Unfortunately i received a syntax error in the update statement

this is the code of Save Button
 /*
 * all recored are checked 
 * all inputs are valid
 * now update data to the database
 * open connection to database
 * build commands, send it to database
 * save updated data to database
 * close connection of database
 */
 //the connection
 DataBaseOperations.CON = new OleDbConnection(DataBaseOperations.CONNECTION);
                                                                            
string updateQuery = "Update Register Set FirstName = '" + firstNameTextBox.Text + "',SureName = '" + sureNameTextBox.Text + "',Age = " + ageTextBox.Text + ",ID = " + idTextBox.Text + ",Tel = " + telTextBox.Text + ",Gender = '" + genderComboBox.Text + "',Country = '" + countryComboBox.Text + "',RoomNumber = " + roomNumberTextBox.Text + ",RoomType = '" + roomTypeComboBox.Text + "',RoomClass = '" + roomClassComboBox.Text + "',NumberofNights = " + noOfNightsTextBox.Text + ",SartDateMonth = '" + monthComboBox.Text + "',StartDateDay = " + dayComboBox.Text + ",StartDateYear = " + yearComboBox.Text + ", Where ID = " + updateIDTextBox.Text + ";";


 // MessageBox.Show(updateQuery, "Update Query");

 DataBaseOperations.COM = new OleDbCommand(updateQuery, DataBaseOperations.CON);
                                                                   
 DataBaseOperations.CON.Open();
 DataBaseOperations.COM.ExecuteNonQuery();
 DataBaseOperations.CON.Close();
 clearAllFieldsButton.Enabled = true;
 MessageBox.Show("Update Process of Habitant : " + firstNameTextBox.Text.ToString() + "  " + sureNameTextBox.Text.ToString() + "\nHas Been Done Successfully", "Successful Update");
Posted
Updated 21-Jul-11 20:35pm
v4
Comments
Wonde Tadesse 21-Jul-11 22:38pm    
Use parameterized query to avoid SQL Injection.!

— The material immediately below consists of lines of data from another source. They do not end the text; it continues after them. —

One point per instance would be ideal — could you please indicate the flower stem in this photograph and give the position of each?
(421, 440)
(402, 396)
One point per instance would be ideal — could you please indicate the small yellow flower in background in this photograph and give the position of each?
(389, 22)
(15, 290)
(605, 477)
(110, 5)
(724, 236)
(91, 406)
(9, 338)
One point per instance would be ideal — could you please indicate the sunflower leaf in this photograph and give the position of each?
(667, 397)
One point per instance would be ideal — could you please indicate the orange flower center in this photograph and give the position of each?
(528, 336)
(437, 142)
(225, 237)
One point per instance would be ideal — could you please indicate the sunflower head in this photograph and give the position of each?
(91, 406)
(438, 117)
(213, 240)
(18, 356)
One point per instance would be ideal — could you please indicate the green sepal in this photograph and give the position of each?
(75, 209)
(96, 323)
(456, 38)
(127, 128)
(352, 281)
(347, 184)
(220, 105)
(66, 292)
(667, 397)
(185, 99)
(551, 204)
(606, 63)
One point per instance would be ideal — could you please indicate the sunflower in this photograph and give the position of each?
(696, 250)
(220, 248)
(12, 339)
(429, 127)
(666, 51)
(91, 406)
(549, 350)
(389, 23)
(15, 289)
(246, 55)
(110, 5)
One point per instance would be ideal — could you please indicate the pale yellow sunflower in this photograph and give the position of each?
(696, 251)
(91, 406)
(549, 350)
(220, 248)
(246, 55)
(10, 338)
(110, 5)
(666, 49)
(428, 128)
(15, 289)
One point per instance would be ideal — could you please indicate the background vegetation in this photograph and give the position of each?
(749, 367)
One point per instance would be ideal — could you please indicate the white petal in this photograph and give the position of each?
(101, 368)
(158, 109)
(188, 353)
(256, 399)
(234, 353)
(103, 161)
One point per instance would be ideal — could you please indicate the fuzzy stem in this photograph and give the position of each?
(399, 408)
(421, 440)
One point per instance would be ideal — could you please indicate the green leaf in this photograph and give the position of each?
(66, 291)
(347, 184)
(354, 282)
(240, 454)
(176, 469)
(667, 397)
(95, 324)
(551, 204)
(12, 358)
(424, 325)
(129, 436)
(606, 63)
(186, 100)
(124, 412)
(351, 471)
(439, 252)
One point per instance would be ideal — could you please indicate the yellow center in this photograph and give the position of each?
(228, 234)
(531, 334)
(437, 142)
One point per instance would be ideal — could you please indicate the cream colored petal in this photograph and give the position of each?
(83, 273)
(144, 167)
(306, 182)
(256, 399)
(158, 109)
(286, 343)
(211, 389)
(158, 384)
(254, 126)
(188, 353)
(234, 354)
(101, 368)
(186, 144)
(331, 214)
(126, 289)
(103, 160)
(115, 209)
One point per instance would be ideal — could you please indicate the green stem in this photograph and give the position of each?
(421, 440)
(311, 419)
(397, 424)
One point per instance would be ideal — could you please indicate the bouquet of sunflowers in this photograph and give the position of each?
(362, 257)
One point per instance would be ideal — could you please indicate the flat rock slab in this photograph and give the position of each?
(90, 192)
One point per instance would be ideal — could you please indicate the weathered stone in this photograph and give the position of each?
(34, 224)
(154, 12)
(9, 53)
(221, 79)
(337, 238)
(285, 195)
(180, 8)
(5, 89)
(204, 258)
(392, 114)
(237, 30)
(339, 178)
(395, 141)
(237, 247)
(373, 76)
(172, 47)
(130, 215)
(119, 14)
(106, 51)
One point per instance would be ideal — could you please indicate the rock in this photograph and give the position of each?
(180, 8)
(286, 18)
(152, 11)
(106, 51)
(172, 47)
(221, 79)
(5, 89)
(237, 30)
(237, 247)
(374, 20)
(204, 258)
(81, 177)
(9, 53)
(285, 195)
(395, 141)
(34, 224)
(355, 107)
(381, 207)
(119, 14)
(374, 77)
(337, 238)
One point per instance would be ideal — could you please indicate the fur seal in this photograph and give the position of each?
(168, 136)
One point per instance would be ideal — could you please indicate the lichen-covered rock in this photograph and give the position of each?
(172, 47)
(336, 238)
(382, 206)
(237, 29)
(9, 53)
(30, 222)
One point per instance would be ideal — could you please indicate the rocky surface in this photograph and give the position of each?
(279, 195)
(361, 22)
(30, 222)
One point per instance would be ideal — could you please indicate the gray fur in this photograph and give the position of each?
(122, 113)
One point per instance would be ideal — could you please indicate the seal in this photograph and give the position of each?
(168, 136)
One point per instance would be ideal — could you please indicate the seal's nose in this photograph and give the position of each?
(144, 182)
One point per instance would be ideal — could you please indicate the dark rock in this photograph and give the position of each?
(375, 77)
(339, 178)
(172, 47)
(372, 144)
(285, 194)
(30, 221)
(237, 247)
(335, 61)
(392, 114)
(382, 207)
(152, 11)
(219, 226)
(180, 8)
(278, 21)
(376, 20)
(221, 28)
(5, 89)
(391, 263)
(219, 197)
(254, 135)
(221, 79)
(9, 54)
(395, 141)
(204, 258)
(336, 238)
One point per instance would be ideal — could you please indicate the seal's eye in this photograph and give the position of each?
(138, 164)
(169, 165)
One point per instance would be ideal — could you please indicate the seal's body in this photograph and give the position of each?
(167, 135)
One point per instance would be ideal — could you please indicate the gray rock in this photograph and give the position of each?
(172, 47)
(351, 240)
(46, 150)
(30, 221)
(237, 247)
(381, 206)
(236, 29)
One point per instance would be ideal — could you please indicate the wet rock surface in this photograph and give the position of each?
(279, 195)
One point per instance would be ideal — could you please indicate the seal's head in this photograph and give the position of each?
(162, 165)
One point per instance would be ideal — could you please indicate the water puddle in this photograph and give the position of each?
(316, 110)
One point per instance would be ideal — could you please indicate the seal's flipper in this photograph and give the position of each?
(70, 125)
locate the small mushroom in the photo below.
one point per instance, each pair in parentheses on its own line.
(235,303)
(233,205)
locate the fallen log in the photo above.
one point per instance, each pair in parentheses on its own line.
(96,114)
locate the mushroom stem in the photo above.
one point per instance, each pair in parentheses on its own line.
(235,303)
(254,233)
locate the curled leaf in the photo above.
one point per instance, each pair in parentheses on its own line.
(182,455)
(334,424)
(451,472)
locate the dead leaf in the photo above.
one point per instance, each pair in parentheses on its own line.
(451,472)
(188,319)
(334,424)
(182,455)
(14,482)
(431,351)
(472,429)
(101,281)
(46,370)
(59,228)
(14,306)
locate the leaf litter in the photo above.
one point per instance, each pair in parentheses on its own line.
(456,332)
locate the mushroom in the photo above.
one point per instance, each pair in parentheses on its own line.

There are two problems here. The first one is column names with a space in them, for example, 'First Name' column. You probably have to enclose such names in a square brackets. The second problem is, if any of the numberic text box is empty, you can get this error. For example, if ageTextBox.Text return an empty string, your query becomes invalid, like this:
SQL
Update Register Set [First Name] = 'xxxx',[Sure Name] = 'xxxx',Age = ,ID=,....
which is wrong.
 
Share this answer
 
Comments
Espen Harlinn 17-Jul-11 19:52pm    
Ah, missed all of those, my 5 ...
I just looked for reasons why it wouldn't compile at all ...
thatraja 17-Jul-11 20:38pm    
5!
walterhevedeich 17-Jul-11 22:20pm    
Good point. 5.
Wonde Tadesse 21-Jul-11 22:36pm    
5+
Spaces, first and foremost.
Put '[' and ']' around your field names:
string updateQuery = "Update Register Set [First Name] = '" + firstNameTextBox.Text + "',[Sure Name] = '..."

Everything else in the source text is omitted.